Farewell Zellers. You’ve gone the way of Towers, Bargain Harold’s, The BiWay and other Canadian retailers. I will miss you. When I got back into model cars after years away from the hobby it was Zellers that had that provided that car. It was Zellers that supplied my first collection of paints and paintbrushes. Come to think of it, I have bought more than my share of hobby paraphernalia there. Puzzles, board games, camping gear, sports equipment, stuff with the Maple Leaf logo on it–all of them were bought at Zellers.
My trip there was not really nostalgic, nor fruitful. The 30% sale ensured that there was very little Lego left. I could have bought a huge box of Microblocks (not to be confused with Nanoblocks, but bearing more than a passing resemblance to Lego) but I really only needed about a dozen blocks. In fact, there was quite a bit missing from the store, and I expect most of it to be gone by the end of the weekend.
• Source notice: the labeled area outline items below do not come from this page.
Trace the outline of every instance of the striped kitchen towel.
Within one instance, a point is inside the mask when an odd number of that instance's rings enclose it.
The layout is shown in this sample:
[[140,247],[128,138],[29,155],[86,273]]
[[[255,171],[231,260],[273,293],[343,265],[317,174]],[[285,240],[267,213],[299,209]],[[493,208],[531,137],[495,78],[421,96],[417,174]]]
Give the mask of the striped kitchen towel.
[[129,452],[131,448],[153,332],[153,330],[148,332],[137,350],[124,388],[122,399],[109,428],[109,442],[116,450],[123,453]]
I, of course, was not immune to the lure of a good sale and I bought some stuff. As concerns this blog, I bought myself a jigsaw puzzle–1000 pieces of pure frustration–okay, not exactly true. I imagine pure puzzle frustration to be something like a 5000 piece puzzle entitled whiteout. I have started the puzzle, and I guess I am about 50% done.
|maybe 50% done|
This is not one of the deluxe Japanese puzzles I wrote about earlier. However, at less than four dollars, it isn’t a bad timewaster. I looked at some other jigsaw puzzles of trains when I was at the train shop the other day, so I am sure I was influenced by that. I thought about buying one that day, but it really wasn’t in the budget and the subject matter was good because it was about trains, but not specifically the subject I was looking for. I wish my Zellers purchase had been a train picture, but this was the best of the lot.
The remarkable thing I find about doing puzzles is how quickly you learn to spot patterns and minor differences between pieces. In a couple of days this skill has been sharpened considerably. The other remarkable thing is how much time can disappear when you are doing a puzzle. The other night I decided to put in a “couple of pieces” before I went to bed. Those couple of pieces turned into more than and hour and a half. Good thing I am a night owl.